Страдания пассажиров только еще начались, крен судна не превышал пятнадцати градусов, а кое-кто из матшарцев уже плашмя лежал в своих койках, не будучи в состоянии выйти из каюты.
Сквозь сон мне слышно, как в шкапах начинает постукивать и время от времени чувствуются удары головой в переборку, когда судно ложится на мой борт. По палубе что-то мерно катается взад и вперед. Но спать под это постукивание, позванивание и размерные качания корабля только лучше. Даже ничего не снится.

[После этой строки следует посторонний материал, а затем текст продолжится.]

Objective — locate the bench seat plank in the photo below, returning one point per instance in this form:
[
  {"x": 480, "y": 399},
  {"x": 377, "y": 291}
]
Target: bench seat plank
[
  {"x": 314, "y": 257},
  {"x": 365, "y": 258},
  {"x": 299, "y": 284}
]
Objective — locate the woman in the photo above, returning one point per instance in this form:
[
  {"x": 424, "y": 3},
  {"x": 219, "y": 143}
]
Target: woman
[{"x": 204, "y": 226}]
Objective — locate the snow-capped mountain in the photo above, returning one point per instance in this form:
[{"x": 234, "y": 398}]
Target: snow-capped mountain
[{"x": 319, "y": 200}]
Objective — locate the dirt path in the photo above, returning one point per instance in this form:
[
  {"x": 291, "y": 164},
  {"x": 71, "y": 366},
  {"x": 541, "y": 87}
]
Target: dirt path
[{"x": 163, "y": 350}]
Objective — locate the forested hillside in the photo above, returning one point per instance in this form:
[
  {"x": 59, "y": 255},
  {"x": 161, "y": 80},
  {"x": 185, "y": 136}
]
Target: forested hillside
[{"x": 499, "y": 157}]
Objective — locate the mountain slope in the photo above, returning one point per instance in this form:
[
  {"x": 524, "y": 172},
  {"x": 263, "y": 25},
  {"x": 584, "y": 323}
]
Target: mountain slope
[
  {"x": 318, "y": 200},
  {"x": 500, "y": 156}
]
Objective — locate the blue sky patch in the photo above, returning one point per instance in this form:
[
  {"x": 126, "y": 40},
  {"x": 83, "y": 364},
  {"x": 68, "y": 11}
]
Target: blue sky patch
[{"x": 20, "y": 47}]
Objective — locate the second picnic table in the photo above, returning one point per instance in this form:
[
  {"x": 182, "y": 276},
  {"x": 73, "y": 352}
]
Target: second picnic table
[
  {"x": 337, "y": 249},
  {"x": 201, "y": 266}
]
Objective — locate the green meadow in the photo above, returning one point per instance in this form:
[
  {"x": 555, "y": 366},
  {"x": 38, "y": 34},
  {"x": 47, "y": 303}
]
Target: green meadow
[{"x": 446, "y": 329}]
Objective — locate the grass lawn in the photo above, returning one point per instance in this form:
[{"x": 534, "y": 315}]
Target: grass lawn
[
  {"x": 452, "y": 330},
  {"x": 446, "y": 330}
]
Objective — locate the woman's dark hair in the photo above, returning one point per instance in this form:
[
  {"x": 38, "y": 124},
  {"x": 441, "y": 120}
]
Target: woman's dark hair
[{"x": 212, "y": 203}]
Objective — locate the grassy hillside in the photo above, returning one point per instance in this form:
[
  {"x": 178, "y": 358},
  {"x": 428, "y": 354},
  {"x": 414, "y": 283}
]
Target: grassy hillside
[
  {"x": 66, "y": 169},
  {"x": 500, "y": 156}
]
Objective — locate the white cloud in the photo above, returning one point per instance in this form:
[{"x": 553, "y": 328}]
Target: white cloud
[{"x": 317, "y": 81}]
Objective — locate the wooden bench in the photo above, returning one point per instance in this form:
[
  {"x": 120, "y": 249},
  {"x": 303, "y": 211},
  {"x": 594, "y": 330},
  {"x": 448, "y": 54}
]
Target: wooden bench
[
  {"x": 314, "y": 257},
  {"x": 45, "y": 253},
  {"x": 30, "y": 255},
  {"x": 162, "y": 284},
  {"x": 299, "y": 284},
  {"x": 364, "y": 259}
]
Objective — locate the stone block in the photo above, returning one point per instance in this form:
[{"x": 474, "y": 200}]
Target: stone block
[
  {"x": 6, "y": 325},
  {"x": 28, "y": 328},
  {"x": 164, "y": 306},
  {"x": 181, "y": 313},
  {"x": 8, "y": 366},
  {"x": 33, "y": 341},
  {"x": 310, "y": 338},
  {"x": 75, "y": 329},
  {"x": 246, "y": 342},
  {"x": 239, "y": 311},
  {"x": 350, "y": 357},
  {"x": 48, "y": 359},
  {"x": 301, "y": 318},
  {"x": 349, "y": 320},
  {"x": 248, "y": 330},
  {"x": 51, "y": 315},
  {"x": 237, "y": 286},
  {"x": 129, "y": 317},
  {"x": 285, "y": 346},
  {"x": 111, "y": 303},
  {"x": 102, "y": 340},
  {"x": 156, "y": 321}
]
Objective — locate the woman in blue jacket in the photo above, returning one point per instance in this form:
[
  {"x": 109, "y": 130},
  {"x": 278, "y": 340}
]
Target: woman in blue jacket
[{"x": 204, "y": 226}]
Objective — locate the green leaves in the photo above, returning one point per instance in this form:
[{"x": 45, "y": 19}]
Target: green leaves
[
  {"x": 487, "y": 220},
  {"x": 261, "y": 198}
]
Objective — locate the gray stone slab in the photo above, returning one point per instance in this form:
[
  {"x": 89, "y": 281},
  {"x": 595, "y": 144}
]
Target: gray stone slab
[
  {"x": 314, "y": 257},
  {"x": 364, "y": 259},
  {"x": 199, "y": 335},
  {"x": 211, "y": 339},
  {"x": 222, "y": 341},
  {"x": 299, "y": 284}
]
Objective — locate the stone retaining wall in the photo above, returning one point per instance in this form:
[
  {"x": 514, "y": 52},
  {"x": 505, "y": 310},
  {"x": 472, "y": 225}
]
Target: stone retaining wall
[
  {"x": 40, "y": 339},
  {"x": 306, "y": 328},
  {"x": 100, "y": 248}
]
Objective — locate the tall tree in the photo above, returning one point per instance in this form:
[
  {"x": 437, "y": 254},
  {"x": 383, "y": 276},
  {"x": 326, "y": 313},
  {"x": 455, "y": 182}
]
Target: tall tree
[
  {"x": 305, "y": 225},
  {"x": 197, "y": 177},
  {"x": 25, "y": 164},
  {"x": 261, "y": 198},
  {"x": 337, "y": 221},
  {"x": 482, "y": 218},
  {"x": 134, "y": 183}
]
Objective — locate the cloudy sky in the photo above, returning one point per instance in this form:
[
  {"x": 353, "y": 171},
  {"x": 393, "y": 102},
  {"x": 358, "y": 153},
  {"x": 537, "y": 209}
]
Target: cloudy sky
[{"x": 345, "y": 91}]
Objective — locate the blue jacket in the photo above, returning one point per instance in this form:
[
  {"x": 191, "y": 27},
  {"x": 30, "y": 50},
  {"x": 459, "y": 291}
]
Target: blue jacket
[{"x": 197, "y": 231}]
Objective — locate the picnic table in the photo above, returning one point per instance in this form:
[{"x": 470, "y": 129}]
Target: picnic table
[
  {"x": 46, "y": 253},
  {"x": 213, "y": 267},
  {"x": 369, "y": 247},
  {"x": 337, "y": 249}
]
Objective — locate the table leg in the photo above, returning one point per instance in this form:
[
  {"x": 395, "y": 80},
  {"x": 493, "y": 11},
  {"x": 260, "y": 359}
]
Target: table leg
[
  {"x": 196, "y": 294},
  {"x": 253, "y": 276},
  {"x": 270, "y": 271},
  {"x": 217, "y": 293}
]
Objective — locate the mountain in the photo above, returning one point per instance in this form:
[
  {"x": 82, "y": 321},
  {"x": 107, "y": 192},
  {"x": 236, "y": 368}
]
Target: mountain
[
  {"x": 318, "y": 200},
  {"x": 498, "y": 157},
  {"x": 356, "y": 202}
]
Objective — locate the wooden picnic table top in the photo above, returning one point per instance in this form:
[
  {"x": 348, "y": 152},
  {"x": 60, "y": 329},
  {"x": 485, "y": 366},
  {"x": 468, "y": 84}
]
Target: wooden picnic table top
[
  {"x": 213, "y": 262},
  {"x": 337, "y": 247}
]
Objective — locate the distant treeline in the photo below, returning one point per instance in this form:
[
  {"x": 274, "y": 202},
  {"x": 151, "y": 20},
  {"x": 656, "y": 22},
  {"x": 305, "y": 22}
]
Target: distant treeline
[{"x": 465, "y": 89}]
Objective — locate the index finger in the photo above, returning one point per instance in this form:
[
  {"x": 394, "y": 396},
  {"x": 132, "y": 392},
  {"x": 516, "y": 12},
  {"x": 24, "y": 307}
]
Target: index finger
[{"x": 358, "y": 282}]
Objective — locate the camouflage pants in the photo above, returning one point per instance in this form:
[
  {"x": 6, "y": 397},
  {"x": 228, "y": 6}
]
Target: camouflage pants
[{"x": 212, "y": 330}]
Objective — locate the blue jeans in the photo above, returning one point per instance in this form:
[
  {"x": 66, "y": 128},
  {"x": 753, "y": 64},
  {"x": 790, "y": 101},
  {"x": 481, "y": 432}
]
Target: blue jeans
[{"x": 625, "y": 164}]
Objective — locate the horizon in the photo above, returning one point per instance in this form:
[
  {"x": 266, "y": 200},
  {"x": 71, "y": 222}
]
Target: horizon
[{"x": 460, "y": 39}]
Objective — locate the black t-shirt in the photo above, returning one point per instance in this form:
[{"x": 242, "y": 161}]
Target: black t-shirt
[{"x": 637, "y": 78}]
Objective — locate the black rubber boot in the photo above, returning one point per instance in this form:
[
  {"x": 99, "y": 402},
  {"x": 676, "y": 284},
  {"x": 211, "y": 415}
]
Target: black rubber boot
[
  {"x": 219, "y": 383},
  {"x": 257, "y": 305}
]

Весь следующий день кое-кто из нас сидел на удвоенной порции за счет тех членов кают-компании из числа матшарцев, которые не способны были принимать пищу. Некоторые из них просто лежали в растяжку на своих койках, изредка поднимаясь только, для того, чтобы стремглав пронестись через кают-компанию к гальюну; в такие моменты их лица приближались по цвету к окраске сукна на старорежимных судейских столах; в глазах появлялось выражение неизбывной тоски, щеки неестественно раздувались.
В стонах ветра, грохоте волн и нервном раскачивании судна прошел серый день и свинцово-темная, но все еще не настоящая, не черная ночь. За переборкой время от времени тихо постанывал кто-то из страдальцев, а на диване сладко храпел Шведе, выставив из-под одеяла под действие неистово захлестывающих в иллюминатор порывов холодного ветра непечатную часть спины.
К полудню 30 августа «погоды» как не бывало. Снова море приветливо рябит небольшими барашками. С голубого неба ярко улыбается солнце, изредка прикрывающееся вуалью легких, призрачных, как распушенное страусовое перо, страусов.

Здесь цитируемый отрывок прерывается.